While President Park Geun-hye’s political fortunes have fallen drastically over a nepotism scandal involving her confidante Choi Soon-sil, one presidential aspirant is seeing a major boost: Seongnam City Mayor Lee Jae-myung.

A firebrand of the main opposition Democratic Party of Korea, Lee was the first politician to demand the resignation and punishment of Park for letting her friend Choi meddle in state affairs.

Local polls released Thursday showed the outspoken politician ranked third among presidential hopefuls, behind the Democratic Party’s leader Moon Jae-in and the United Nation’s Secretary-General Ban Ki-moon. 

Seongnam City Mayor Lee Jae-myung (Yonhap)
Seongnam City Mayor Lee Jae-myung (Yonhap)

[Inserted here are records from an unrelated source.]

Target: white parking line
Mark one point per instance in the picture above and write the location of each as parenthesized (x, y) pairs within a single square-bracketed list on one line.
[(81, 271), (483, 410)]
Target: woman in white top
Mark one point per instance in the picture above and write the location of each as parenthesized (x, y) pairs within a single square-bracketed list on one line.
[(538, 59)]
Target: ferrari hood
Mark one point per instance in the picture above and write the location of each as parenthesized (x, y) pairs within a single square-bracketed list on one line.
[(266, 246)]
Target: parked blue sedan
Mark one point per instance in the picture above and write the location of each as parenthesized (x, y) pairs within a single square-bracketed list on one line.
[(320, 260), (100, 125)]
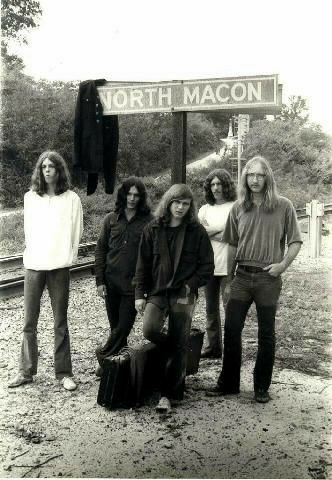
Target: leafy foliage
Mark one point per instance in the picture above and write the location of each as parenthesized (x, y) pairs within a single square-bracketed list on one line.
[(295, 110), (17, 16)]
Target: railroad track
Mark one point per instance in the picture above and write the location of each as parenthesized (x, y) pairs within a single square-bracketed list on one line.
[(14, 286)]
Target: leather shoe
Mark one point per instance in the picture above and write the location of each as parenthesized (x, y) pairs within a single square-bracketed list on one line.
[(219, 391), (19, 380), (262, 396), (68, 383)]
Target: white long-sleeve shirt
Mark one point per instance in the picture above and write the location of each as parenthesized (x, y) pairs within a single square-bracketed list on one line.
[(53, 228), (216, 217)]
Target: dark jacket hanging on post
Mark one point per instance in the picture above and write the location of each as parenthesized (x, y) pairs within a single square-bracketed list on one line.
[(96, 137)]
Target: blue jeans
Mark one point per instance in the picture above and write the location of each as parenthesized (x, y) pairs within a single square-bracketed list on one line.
[(121, 314), (57, 282), (173, 343), (213, 321), (264, 290)]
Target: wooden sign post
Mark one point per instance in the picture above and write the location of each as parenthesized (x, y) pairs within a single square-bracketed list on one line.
[(179, 147), (259, 93)]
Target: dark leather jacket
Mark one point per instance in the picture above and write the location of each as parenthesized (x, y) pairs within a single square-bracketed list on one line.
[(96, 137)]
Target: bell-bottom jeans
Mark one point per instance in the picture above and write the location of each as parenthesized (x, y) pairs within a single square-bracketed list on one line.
[(173, 342), (212, 289), (57, 282), (246, 288)]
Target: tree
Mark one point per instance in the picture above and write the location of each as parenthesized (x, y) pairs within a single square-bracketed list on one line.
[(17, 16), (295, 110)]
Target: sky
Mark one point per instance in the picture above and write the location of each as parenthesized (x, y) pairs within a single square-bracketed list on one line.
[(179, 39)]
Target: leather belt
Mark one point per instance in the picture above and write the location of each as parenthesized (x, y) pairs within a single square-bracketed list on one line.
[(250, 269)]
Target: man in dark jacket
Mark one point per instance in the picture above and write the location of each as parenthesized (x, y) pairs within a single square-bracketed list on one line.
[(115, 262), (175, 259)]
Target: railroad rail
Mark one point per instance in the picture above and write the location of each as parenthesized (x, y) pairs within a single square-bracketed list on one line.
[(11, 287), (15, 286)]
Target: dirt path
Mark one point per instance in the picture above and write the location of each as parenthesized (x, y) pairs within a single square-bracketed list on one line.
[(48, 432)]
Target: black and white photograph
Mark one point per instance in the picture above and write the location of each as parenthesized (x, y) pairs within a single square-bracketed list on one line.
[(165, 239)]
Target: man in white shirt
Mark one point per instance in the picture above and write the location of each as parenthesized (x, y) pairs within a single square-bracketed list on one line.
[(53, 225)]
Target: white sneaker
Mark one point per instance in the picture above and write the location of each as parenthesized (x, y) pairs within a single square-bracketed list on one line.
[(68, 383), (164, 405)]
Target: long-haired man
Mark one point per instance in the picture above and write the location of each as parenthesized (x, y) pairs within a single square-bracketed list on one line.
[(53, 225), (220, 194), (260, 223), (115, 262), (175, 259)]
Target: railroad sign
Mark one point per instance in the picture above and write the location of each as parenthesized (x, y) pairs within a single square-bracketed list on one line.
[(242, 94)]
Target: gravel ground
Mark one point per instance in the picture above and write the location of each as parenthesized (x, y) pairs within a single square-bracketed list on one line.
[(48, 432)]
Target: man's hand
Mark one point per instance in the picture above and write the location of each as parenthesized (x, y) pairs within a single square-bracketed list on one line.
[(275, 269), (140, 305), (101, 291), (227, 291)]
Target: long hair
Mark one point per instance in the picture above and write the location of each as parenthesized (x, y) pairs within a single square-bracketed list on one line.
[(270, 193), (176, 191), (38, 183), (228, 186), (121, 200)]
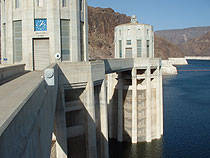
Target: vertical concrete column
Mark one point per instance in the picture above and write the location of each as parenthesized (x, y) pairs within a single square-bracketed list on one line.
[(158, 96), (60, 126), (28, 15), (109, 102), (53, 20), (91, 121), (104, 122), (161, 100), (148, 105), (112, 82), (134, 107), (3, 31), (120, 108), (75, 31), (86, 57), (9, 32)]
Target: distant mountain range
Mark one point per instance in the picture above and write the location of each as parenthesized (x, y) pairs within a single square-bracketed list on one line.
[(181, 36), (168, 43), (193, 41)]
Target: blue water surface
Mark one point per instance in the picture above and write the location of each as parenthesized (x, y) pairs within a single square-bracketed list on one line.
[(186, 118)]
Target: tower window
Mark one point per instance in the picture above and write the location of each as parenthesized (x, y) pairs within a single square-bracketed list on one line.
[(63, 3), (40, 3), (81, 5), (139, 48), (128, 42), (17, 38), (147, 31), (120, 48), (65, 40), (147, 48), (17, 4)]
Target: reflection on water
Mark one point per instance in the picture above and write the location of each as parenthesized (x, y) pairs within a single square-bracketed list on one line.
[(127, 150), (186, 118)]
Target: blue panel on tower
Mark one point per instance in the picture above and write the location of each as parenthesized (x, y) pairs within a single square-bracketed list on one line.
[(40, 25)]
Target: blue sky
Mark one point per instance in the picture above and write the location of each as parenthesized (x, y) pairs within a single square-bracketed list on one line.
[(162, 14)]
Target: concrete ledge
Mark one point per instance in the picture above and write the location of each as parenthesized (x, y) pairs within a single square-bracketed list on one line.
[(168, 68), (7, 71), (197, 57), (27, 110), (75, 131), (177, 61)]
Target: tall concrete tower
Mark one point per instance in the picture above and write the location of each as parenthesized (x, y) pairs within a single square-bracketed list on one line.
[(38, 33), (134, 40)]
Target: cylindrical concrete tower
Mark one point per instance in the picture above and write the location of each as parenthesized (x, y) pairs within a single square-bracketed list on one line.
[(134, 40), (40, 32)]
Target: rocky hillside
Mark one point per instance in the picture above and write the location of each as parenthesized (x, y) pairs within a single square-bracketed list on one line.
[(101, 35), (198, 46), (180, 36), (165, 49)]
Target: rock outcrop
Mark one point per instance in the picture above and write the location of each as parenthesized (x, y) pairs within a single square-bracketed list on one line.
[(181, 36), (198, 46), (102, 22), (165, 49)]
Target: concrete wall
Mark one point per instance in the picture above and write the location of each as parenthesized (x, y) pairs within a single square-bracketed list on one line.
[(197, 58), (8, 71), (85, 107), (53, 11), (177, 61), (27, 119), (135, 102), (168, 68), (134, 32)]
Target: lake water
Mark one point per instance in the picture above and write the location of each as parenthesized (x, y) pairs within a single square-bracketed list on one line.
[(186, 118)]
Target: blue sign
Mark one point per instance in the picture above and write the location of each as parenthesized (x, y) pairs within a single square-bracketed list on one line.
[(40, 25)]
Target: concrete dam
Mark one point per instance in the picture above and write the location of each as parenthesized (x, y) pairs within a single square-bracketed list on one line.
[(57, 103), (82, 106)]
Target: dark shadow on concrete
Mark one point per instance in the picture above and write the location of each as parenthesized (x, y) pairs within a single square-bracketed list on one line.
[(77, 147), (6, 80)]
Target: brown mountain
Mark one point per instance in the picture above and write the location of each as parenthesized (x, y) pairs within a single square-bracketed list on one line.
[(198, 46), (101, 35), (102, 22), (180, 36), (165, 49)]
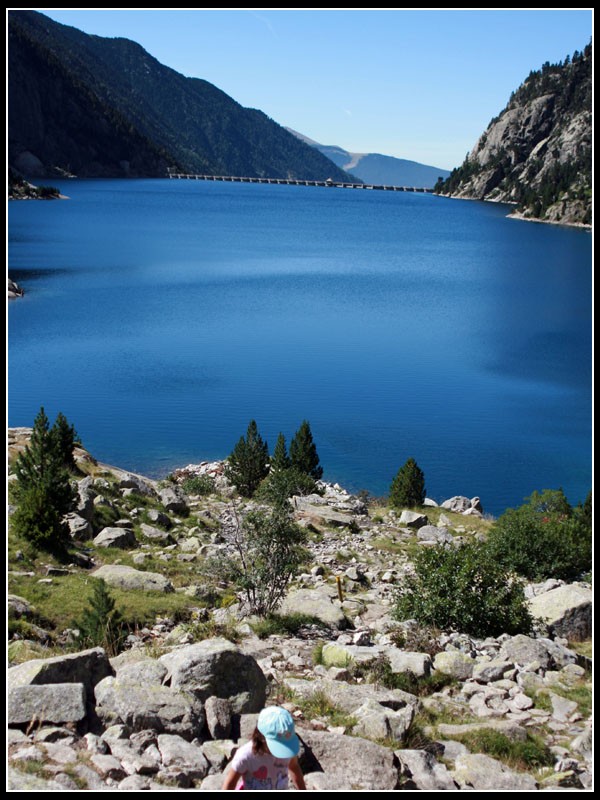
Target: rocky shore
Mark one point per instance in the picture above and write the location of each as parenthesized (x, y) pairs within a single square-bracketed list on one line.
[(170, 710), (14, 290)]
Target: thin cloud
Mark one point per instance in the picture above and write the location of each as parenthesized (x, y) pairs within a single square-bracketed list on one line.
[(266, 22)]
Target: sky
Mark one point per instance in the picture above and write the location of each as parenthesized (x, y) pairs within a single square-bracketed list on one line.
[(420, 84)]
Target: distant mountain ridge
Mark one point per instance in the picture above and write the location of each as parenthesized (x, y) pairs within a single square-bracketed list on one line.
[(538, 152), (93, 106), (380, 169)]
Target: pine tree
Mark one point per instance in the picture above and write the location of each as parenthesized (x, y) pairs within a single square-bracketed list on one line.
[(248, 463), (303, 453), (280, 460), (408, 487), (65, 438), (44, 492), (101, 624)]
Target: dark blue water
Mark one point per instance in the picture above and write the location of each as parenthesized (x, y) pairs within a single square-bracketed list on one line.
[(161, 316)]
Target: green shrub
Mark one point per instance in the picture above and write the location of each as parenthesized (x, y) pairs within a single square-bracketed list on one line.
[(101, 624), (544, 538), (463, 589), (269, 551)]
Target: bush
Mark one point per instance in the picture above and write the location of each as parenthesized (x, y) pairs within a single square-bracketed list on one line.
[(280, 485), (270, 551), (408, 487), (544, 538), (463, 589)]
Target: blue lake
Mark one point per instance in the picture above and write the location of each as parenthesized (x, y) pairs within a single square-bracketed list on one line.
[(161, 316)]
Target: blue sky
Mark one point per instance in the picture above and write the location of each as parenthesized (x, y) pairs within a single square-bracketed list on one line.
[(417, 84)]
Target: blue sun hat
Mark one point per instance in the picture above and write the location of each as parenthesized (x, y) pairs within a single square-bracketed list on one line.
[(277, 726)]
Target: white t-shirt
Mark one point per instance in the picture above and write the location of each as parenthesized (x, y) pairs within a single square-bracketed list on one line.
[(260, 771)]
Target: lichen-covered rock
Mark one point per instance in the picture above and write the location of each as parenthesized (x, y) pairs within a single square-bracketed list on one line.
[(566, 610), (56, 702), (347, 763), (216, 667), (480, 772), (128, 578), (88, 667)]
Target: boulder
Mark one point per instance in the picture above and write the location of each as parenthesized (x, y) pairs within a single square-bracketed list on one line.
[(319, 603), (218, 717), (88, 667), (403, 661), (79, 527), (127, 578), (413, 519), (138, 484), (429, 533), (523, 650), (155, 534), (458, 665), (216, 667), (56, 702), (348, 763), (173, 499), (375, 721), (480, 772), (157, 517), (567, 610), (459, 504), (137, 698), (18, 607), (349, 697), (421, 771), (181, 756), (493, 670), (116, 537)]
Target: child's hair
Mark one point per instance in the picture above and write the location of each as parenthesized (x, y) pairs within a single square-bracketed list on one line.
[(259, 743)]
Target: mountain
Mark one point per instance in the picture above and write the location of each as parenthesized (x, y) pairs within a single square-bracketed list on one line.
[(538, 152), (96, 106), (379, 169)]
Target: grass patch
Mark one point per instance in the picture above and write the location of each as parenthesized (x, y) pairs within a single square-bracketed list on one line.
[(379, 671), (580, 693), (283, 624), (533, 753), (319, 706), (60, 603), (209, 629)]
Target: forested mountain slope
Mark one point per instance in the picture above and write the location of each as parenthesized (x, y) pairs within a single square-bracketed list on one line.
[(538, 152)]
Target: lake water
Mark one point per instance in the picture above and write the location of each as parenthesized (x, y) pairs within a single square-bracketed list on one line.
[(161, 316)]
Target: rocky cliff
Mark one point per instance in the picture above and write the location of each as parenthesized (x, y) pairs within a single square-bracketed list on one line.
[(99, 107), (537, 153)]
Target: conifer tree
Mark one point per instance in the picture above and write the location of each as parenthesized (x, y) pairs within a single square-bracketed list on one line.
[(303, 453), (280, 460), (65, 438), (44, 492), (248, 463), (101, 624), (408, 487)]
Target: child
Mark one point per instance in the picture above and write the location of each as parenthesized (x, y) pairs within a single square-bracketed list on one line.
[(266, 760)]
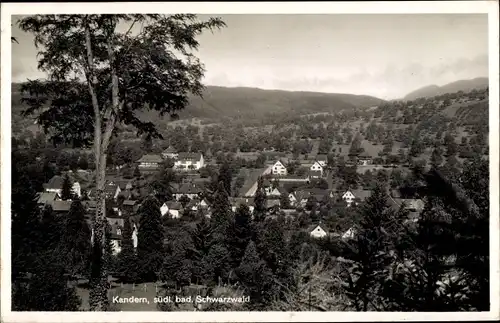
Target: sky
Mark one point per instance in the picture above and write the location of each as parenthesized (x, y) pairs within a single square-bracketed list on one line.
[(383, 55)]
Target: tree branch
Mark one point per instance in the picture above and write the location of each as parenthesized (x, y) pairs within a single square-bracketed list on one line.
[(92, 84)]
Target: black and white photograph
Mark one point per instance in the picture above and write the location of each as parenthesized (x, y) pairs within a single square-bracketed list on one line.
[(196, 161)]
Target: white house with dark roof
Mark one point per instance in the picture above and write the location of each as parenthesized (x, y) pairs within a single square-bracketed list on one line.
[(189, 161), (351, 196), (364, 159), (279, 168), (47, 197), (316, 167), (55, 186), (150, 162), (170, 152), (171, 208), (318, 231), (322, 159)]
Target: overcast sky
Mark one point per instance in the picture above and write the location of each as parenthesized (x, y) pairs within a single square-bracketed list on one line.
[(382, 55)]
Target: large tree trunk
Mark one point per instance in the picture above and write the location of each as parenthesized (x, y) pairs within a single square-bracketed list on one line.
[(98, 298)]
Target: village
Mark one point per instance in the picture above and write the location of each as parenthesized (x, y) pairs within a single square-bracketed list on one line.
[(286, 194)]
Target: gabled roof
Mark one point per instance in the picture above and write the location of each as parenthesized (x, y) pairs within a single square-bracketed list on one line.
[(170, 150), (321, 157), (173, 205), (361, 194), (46, 197), (54, 183), (90, 204), (280, 161), (364, 154), (110, 188), (315, 173), (313, 227), (151, 158), (242, 200), (189, 156), (188, 188), (272, 203), (60, 206), (129, 202)]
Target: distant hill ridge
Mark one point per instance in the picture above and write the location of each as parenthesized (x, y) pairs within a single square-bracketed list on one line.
[(246, 102), (461, 85)]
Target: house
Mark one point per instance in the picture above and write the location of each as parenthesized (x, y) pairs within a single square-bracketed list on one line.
[(413, 205), (273, 204), (318, 231), (279, 168), (301, 198), (191, 190), (316, 167), (236, 202), (364, 159), (171, 208), (315, 174), (322, 159), (128, 206), (55, 186), (47, 197), (170, 153), (150, 162), (60, 207), (189, 161), (117, 237), (273, 191), (349, 234), (111, 190), (351, 196)]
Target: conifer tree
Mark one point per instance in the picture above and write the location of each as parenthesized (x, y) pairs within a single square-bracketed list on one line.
[(222, 215), (127, 258), (256, 278), (369, 250), (150, 240), (273, 249), (225, 176), (67, 189), (284, 201), (260, 201), (202, 238), (47, 290), (241, 234), (26, 229), (76, 240)]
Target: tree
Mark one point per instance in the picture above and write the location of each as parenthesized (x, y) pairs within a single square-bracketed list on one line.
[(76, 240), (127, 258), (26, 229), (240, 181), (436, 157), (122, 73), (201, 237), (67, 189), (284, 201), (242, 232), (150, 240), (222, 215), (369, 251), (225, 176), (137, 172), (47, 290), (255, 277), (260, 201), (273, 249)]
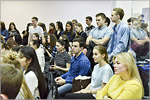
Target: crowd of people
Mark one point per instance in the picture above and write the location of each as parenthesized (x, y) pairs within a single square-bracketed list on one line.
[(106, 54)]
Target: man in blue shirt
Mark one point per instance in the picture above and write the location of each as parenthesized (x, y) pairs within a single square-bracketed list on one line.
[(80, 65), (101, 34), (120, 40)]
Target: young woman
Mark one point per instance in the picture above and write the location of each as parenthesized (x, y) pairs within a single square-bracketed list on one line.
[(65, 38), (59, 29), (4, 31), (126, 83), (79, 31), (26, 34), (69, 31), (43, 27), (52, 28), (13, 32), (51, 39), (62, 59), (10, 57), (33, 75), (100, 76)]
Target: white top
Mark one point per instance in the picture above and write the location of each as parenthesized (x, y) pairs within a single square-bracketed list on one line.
[(100, 75), (38, 30), (32, 83), (41, 57)]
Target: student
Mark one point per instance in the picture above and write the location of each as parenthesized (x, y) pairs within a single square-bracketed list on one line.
[(126, 83), (32, 73), (43, 27), (69, 31), (120, 39), (140, 40), (90, 26), (101, 34), (14, 33), (35, 29), (10, 57), (79, 31), (39, 52), (13, 78), (74, 21), (59, 29), (52, 28), (100, 76), (51, 40), (26, 34), (62, 59), (80, 65), (65, 38), (107, 22), (4, 31)]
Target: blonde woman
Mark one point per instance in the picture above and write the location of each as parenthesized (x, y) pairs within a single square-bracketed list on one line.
[(126, 83), (100, 76), (11, 57)]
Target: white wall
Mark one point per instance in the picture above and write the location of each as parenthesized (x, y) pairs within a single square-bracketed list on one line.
[(21, 12), (132, 7)]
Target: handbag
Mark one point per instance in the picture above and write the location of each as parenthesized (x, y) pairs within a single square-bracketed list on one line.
[(80, 82)]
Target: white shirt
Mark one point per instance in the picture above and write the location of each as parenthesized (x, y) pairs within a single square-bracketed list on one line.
[(41, 57), (100, 75), (32, 83), (38, 30)]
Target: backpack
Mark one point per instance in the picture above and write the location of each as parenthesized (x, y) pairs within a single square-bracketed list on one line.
[(51, 84)]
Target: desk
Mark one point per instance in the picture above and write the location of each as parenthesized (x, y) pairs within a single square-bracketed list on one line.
[(144, 73)]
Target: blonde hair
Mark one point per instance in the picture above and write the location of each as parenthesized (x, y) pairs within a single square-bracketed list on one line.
[(128, 60), (102, 50), (10, 57)]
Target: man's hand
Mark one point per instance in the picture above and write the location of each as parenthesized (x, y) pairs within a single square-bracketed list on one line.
[(60, 81)]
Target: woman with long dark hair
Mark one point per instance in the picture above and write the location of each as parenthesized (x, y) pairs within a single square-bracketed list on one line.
[(33, 75), (13, 32), (59, 29), (69, 31)]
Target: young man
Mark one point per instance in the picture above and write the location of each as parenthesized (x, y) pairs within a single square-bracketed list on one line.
[(35, 29), (80, 65), (90, 26), (39, 52), (101, 34), (121, 34), (11, 81)]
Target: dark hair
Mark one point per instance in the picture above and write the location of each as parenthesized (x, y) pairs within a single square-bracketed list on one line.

For the first time in its survey of favored presidential candidates, pollster Realmeter put Lee at third place with an approval rating of 11.6 percent, 0.2 percentage point higher than that of centrist People’s Party leader Rep. Ahn Cheol-soo.

“We believe that Mayor Lee’s trademark, clear political messages have resonated with the young voters,” said Jung Hyun-bok, a senior researcher at Seoul-based local pollster Time research, whose poll also showed Monday that Lee was the third favorite presidential hopeful, behind Moon and Ban.

Lee has seen his popularity surge in proportion to the public anger mounting against the Choi scandal. In a poll conducted late in October when the scandal just broke out, Lee was the fifth favorite candidate and his approval rating stood at 5.9 percent – half of the current figure.

Since being elected as Seongnam mayor in 2010, Lee, a former lawyer with an activist background, has been thrust into the limelight with his overhaul of the city’s financial debt, contentious welfare policies for young people and unapologetic rhetoric against conservative politicians.

Throughout his tenure, Lee has driven budget cutbacks and anti-corruption efforts to pay down debts he inherited from his predecessor. In 2014, he announced that the city repaid 520 billion won ($440 million) of debt, on which he declared moratorium in 2010.

But Lee’s liberal-leaning welfare policies and political views have drawn mixed response across the political spectrum. His supporters and progressive voters hail him as a reformist politician, but some conservative and moderate voters dismiss him as a populist.

“Given that the current political dynamic is so flexible, we have to wait and see whether Lee can continue to capitalize on the political momentum created by the Choi scandal,” Jung said.